I mentioned that it is a bit easier to understand the why (as in, why is convolution defined this way) in the 1D case (the answer from the DSP SE site is really a great explanation); but this convention does apply to 2D and 3D as well (the Conv2DDNN anad Conv3DDNN layers both have the flip_filter option). Ultimately, however, because the convolutional filter weights are not something that the human programs, but rather are "learned" by the network, it is entirely arbitrary - unless you are loading weights from another network, in which case you must be consistent with the definition of convolution in that network. If convolution was defined correctly (i.e., according to convention), the filter will be flipped.
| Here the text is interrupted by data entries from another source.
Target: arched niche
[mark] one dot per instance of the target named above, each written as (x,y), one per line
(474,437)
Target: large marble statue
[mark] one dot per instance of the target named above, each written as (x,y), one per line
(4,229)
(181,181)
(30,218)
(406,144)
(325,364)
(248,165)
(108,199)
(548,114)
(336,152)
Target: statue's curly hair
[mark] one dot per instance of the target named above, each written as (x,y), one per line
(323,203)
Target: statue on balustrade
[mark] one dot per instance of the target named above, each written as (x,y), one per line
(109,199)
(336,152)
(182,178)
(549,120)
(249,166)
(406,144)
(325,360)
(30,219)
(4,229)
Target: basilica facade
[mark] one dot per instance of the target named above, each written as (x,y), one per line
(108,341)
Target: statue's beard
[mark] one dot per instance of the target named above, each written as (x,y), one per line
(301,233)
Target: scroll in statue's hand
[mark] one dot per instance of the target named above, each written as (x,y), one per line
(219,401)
If it was defined incorrectly (in the more "naive" and "lazy" way), it will not.

The broader field that convolutions are a part of is "linear systems theory" so searching for this term might turn up more about this, albeit outside the context of neural networks.

Note that the convolution/correlation distinction is also mentioned in the docstrings of the corrmm.py class in lasagne:

flip_filters : bool (default: False) Whether to flip the filters and perform a convolution, or not to flip them and perform a correlation. Flipping adds a bit of overhead, so it is disabled by default. In most cases this does not make a difference anyway because the filters are learnt. However, flip_filters should be set to True if weights are loaded into it that were learnt using a regular :class:lasagne.layers.Conv2DLayer, for example.

1
votes

Firstly, since CNNs are trained from scratch instead of human-designed, if the flip operation is necessary, the learned filters would be the flipped one and the cross-correlation with the flipped filters is implemented. Secondly, flipping is neccessary in 1D time-series processing, since the past inputs impact the current system output given the "current" input. But in 2D/3D image spatial convolution, there is not "time" concept, then not "past" input and its impact on "now", therefore, we don't need to consider the relationship of "signal" and "system", and there is only the relationship of "signal"(image patch) and "signal"(image patch), which means we only need cross-correlation instead of convolution (although DL borrow this concept from signal processing). Therefore, the flip operation is actually not needed. (I guess.)